Avete mai l’impressione di correre in una ruota da criceto, di fare sempre le stesse cose, allo stesso modo, alla stessa ora, ogni giorno? Ce n’è abbastanza da diventare matti, vero? E se doveste rivivere la stessa domenica all’infinito, da soli?
E’ quello che succede all’eroina di Turn di Hirayama Hideyuki. Non si tratta però di una commedia, come il film cui assomiglia maggiormente, il classico Ricomincio da capo, ma di un dramma umanistico, nonché una grande vetrina per l’attrice protagonista.
Nei panni di un’agguerrita artista di incisioni bloccata in un anello temporale, Makise Riho offre una smagliante interpretazione in una delle situazioni recitative più dure che si possano immaginare. In scena per quasi tutto il film, spesso parlando ai muri, Makise mantiene la sua intensità e la sua concentrazione scena dopo scena, mentre ci mostra cosa sta succedendo all’interno della mente agitata, a volte convulsa, del suo personaggio. Condannata a vita alla sua prigione esistenziale, è consapevole che rischia di diventare completamente pazza. La salva la sua risoluta determinazione a mantenere la normalità, ancorandosi saldamente alla speranza.
Maki (Makise) insegna arte ai bambini e fa incisioni, ma non ci guadagna quasi niente. Vicina ai trent’anni, vive ancora con la madre (Baisho Mitsuko) ed è intrappolata nella routine, senza vie d’uscita. Poi un gallerista accetta di esporre una delle sue mezzetinte e Maki assapora un momento di euforia, fino a quando non fa un incontro inatteso con un camion che arriva in senso contrario.

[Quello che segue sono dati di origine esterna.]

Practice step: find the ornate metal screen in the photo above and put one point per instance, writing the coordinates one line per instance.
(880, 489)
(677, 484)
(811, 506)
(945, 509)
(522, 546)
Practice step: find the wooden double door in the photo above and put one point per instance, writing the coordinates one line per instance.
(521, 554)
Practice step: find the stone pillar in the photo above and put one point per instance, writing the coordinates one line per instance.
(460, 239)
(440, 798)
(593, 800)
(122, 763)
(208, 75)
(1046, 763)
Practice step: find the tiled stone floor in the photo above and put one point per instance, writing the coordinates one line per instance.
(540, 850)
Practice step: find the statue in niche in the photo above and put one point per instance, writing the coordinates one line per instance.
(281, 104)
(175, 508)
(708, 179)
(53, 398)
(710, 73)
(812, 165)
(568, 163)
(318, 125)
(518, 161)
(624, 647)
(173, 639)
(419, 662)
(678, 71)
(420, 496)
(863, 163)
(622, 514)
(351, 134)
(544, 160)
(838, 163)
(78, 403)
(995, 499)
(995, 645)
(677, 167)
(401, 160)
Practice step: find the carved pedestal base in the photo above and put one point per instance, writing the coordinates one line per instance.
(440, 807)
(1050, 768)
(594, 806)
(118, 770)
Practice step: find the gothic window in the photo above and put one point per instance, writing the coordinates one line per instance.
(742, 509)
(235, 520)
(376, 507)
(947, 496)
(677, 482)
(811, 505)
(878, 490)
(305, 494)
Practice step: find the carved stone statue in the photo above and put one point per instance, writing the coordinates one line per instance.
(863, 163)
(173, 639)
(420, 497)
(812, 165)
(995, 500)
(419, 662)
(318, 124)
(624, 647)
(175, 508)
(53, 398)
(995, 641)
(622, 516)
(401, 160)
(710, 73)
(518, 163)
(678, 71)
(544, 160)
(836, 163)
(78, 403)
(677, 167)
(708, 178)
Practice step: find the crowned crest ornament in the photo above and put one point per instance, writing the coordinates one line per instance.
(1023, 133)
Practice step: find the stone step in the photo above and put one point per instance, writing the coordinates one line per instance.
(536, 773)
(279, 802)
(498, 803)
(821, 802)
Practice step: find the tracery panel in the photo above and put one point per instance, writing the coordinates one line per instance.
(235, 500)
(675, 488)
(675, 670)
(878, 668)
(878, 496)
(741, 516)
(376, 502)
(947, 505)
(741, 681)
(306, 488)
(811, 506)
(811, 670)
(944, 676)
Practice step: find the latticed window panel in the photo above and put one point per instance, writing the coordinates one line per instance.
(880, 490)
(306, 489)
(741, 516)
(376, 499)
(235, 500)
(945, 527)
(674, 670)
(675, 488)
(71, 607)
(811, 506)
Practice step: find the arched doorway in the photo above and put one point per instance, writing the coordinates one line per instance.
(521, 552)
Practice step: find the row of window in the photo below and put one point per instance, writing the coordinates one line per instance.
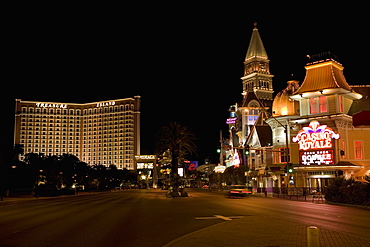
(101, 110)
(320, 104)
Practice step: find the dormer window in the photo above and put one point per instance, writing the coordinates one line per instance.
(318, 105)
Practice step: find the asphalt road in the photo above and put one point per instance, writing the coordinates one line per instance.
(148, 218)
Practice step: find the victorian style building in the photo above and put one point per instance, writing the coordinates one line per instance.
(250, 135)
(98, 133)
(319, 129)
(313, 130)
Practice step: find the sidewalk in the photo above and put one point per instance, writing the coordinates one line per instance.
(308, 198)
(262, 231)
(15, 199)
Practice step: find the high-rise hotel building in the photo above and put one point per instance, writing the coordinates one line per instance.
(98, 133)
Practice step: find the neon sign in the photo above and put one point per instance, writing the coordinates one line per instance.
(51, 105)
(315, 136)
(105, 103)
(318, 157)
(231, 120)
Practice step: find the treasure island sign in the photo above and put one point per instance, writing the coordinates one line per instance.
(315, 144)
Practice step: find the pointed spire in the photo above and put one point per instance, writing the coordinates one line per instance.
(256, 48)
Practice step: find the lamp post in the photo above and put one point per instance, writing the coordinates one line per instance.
(221, 155)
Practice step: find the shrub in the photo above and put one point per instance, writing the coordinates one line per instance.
(348, 191)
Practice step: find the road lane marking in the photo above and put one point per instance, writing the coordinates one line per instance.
(219, 217)
(222, 217)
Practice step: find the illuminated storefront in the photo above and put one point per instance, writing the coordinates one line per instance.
(98, 133)
(314, 123)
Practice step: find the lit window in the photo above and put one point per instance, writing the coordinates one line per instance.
(343, 145)
(283, 157)
(313, 106)
(318, 105)
(323, 104)
(340, 97)
(358, 149)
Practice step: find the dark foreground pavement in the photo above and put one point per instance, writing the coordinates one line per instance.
(148, 218)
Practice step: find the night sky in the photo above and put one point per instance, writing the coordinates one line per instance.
(184, 60)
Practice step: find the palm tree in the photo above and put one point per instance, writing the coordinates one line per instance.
(178, 140)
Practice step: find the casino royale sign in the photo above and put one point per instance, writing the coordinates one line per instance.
(315, 136)
(315, 143)
(51, 105)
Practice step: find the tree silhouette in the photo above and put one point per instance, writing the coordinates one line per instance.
(178, 140)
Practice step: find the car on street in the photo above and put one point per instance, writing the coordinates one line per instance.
(238, 191)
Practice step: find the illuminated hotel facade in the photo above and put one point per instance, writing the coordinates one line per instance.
(316, 123)
(98, 133)
(319, 128)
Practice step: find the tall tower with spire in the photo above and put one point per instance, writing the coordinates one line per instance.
(257, 77)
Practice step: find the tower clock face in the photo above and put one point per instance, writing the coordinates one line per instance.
(263, 66)
(248, 69)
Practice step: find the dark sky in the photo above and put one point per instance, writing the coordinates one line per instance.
(184, 60)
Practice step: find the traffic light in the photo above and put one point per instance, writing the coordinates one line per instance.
(290, 168)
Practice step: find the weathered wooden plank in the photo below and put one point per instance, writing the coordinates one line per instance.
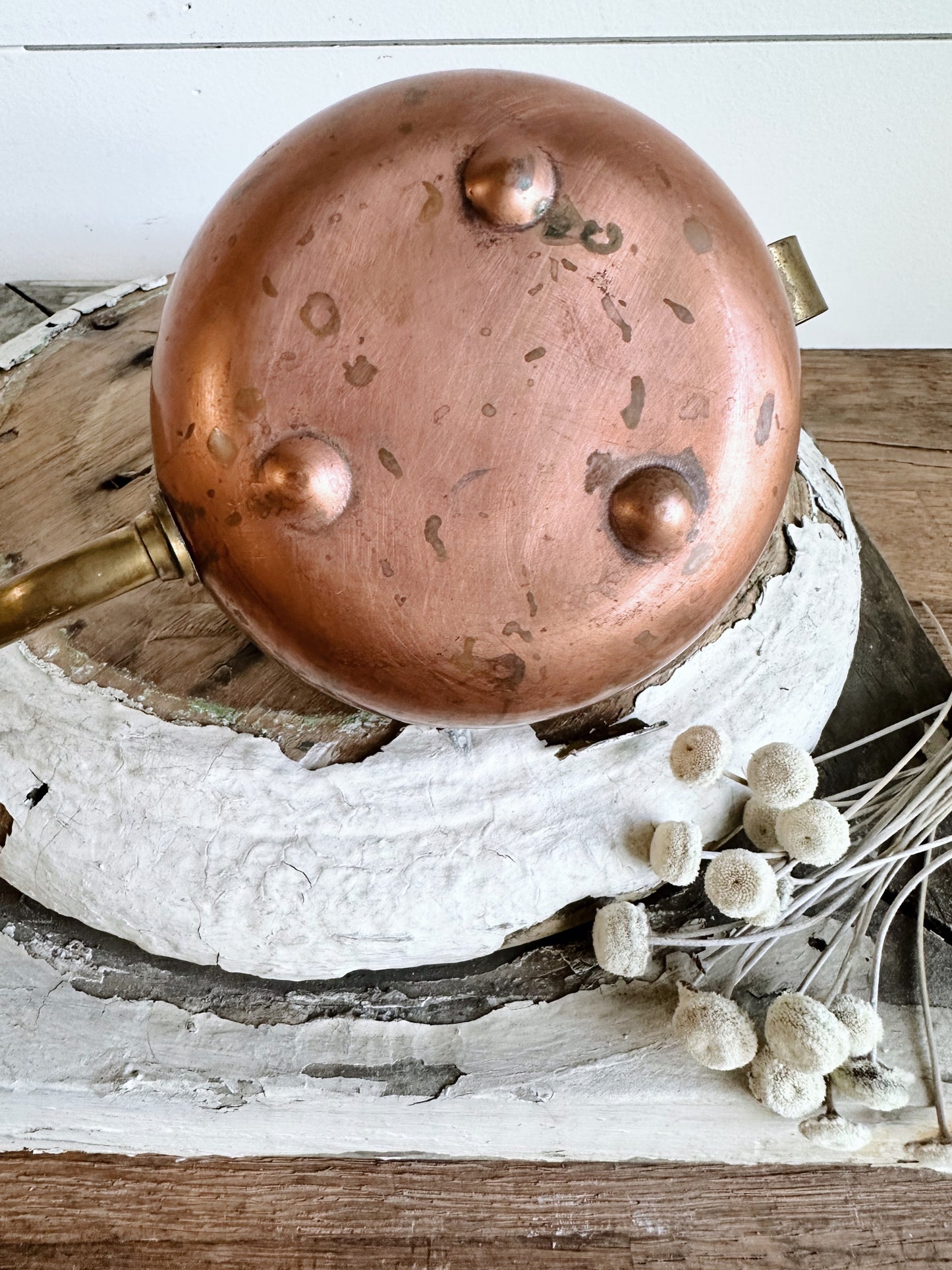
(153, 1212)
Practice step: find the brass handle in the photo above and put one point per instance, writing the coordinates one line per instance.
(146, 550)
(802, 293)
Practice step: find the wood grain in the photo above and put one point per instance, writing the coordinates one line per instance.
(882, 417)
(78, 1212)
(885, 419)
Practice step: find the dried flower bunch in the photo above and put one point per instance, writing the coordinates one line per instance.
(815, 860)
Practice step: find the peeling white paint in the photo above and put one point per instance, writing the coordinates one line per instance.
(593, 1076)
(22, 347)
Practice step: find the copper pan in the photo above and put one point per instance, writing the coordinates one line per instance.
(475, 399)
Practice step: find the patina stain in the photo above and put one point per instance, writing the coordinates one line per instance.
(390, 463)
(433, 206)
(764, 419)
(360, 372)
(631, 415)
(322, 315)
(697, 235)
(681, 312)
(612, 313)
(431, 533)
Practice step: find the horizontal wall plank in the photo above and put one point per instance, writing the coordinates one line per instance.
(112, 159)
(325, 1215)
(149, 22)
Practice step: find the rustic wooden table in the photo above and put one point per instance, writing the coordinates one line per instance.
(883, 418)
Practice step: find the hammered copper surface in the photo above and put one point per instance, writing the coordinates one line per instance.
(480, 394)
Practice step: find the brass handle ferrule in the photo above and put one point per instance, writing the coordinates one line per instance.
(802, 293)
(146, 550)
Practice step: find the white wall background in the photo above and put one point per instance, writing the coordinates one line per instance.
(122, 121)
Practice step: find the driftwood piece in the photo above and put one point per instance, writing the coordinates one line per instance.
(208, 845)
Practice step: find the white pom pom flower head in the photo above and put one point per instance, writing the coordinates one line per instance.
(872, 1085)
(806, 1035)
(620, 935)
(783, 1090)
(781, 775)
(741, 883)
(714, 1030)
(675, 851)
(761, 824)
(861, 1022)
(815, 832)
(835, 1132)
(700, 755)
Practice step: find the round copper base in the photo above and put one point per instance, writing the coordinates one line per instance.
(398, 430)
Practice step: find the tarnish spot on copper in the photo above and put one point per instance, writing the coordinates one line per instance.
(360, 372)
(697, 235)
(431, 533)
(322, 315)
(516, 629)
(613, 238)
(681, 313)
(495, 672)
(696, 407)
(390, 463)
(249, 403)
(433, 206)
(474, 475)
(221, 447)
(764, 420)
(631, 415)
(698, 558)
(612, 313)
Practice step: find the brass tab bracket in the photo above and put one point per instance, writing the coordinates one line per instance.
(802, 293)
(146, 550)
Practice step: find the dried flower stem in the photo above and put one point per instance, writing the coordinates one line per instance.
(937, 1089)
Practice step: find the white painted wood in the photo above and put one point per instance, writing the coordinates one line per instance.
(202, 844)
(22, 347)
(148, 22)
(112, 159)
(593, 1076)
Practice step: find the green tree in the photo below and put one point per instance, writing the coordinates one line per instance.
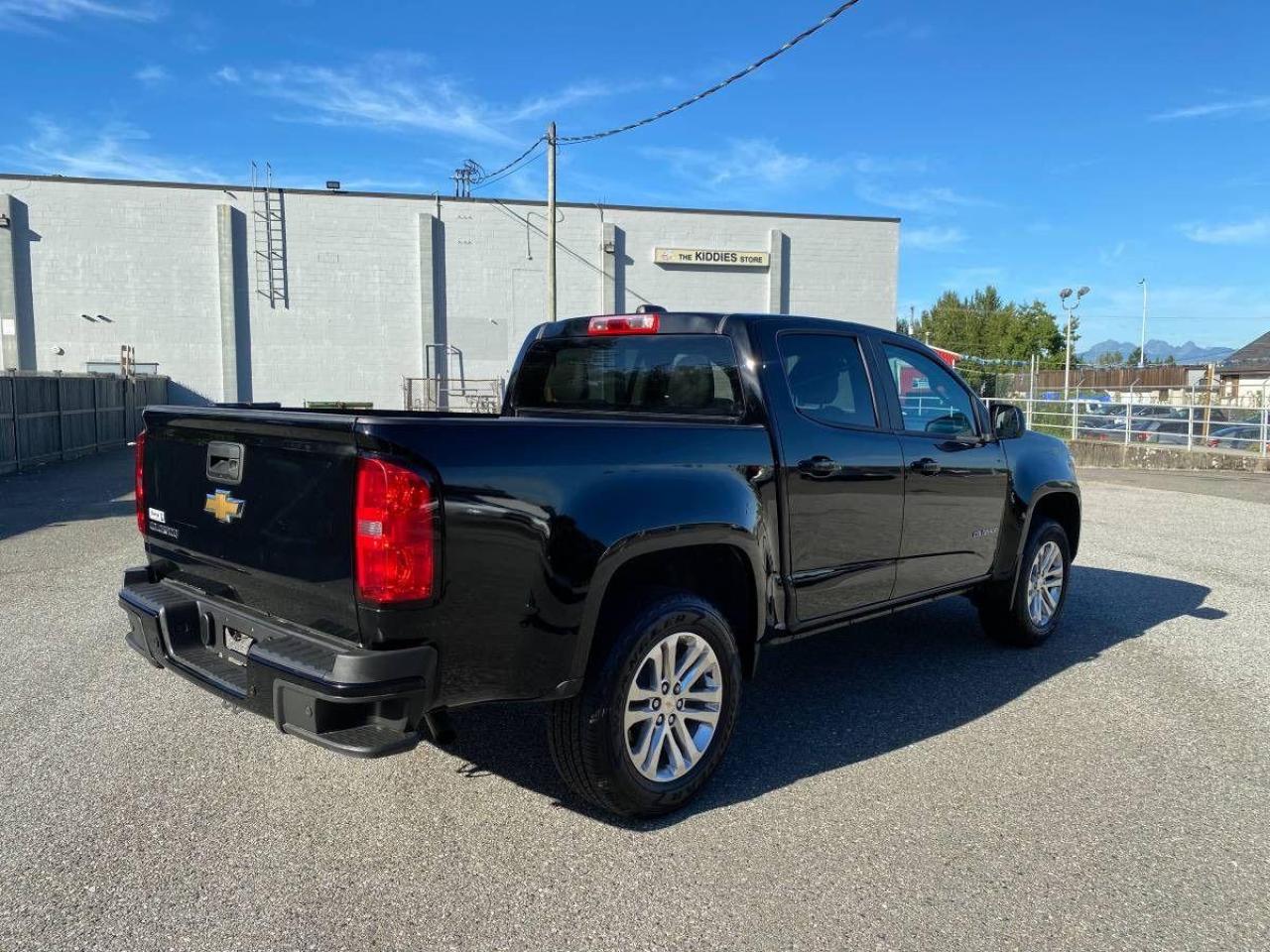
(985, 325)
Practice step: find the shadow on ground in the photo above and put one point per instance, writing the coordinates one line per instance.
(828, 702)
(90, 488)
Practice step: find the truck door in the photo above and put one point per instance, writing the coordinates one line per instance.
(842, 472)
(955, 481)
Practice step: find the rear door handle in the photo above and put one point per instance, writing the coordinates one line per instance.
(818, 466)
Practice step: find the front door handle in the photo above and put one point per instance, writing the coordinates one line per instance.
(818, 466)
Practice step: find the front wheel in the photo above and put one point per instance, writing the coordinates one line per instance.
(1029, 612)
(657, 712)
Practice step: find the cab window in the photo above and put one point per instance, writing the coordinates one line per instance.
(826, 379)
(930, 399)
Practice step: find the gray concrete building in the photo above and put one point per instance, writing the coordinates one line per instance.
(324, 296)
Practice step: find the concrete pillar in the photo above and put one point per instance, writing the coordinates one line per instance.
(235, 299)
(608, 266)
(432, 299)
(17, 312)
(779, 273)
(229, 302)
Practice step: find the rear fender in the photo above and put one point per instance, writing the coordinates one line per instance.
(643, 543)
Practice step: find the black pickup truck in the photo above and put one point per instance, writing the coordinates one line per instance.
(661, 497)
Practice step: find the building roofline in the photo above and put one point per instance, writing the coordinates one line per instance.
(431, 197)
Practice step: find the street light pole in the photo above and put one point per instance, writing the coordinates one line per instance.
(1064, 296)
(552, 145)
(1142, 347)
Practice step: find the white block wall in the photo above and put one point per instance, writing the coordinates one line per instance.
(146, 258)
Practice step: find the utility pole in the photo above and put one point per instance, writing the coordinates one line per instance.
(1142, 348)
(552, 145)
(1064, 296)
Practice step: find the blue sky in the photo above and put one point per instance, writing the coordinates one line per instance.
(1029, 145)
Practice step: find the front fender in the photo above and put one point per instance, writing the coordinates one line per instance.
(1039, 466)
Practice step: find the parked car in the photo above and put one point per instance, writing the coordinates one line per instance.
(1238, 436)
(662, 497)
(1169, 431)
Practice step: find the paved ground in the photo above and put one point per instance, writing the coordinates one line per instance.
(903, 785)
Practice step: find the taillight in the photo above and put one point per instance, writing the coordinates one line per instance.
(624, 324)
(394, 534)
(140, 468)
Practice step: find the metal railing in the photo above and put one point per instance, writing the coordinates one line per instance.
(468, 395)
(1197, 426)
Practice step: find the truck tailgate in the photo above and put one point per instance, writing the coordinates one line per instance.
(257, 509)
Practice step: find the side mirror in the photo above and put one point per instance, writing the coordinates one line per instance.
(1007, 421)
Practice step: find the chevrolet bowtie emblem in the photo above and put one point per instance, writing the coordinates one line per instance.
(223, 507)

Quando si sveglia si trova sulla veranda di casa e l’orologio segna le 2.15 del pomeriggio. Non sente dolore, solo la sensazione che ci sia qualcosa che non quadra, sensazione confermata quando si avventura fuori e trova le strade e i negozi deserti. Capisce di essere bloccata in un’altra dimensione, completamente sola, con il mondo intero a sua disposizione. Ogni giorno, alle 2:15, si ritrova sulla veranda per ricominciare daccapo la stessa giornata.
Mentre il tempo passa lentamente (senza andare da nessuna parte), il terrore comincia ad afferrarla. Si sveglierà sempre nella stessa giornata di sole insopportabilmente tranquilla? Sta per crollare quando, incredibilmente, suona il telefono. Risponde e sente una voce, quella di un giovane designer (Nakamura Kantaro) che ha acquistato la sua mezzatinta ed è il suo unico legame con il suo mondo di prima. Maki si aggrappa a lui come a un’ancora di salvezza: tra i due inizia una strana relazione, Maki vorrebbe passare la vita con lui: prima, però, deve fare un viaggio attraverso le dimensioni.
Il tema sottostante al film è l’importanza del contatto umano in un mondo sovrappopolato, ultra-indaffarato e ultra-materialistico. Quando lottiamo contro la folla sogniamo vasti deserti e spiagge vuote. Ma attenzione a quello che desiderate: Turn racconta che i nostri desideri potrebbero anche materializzarsi.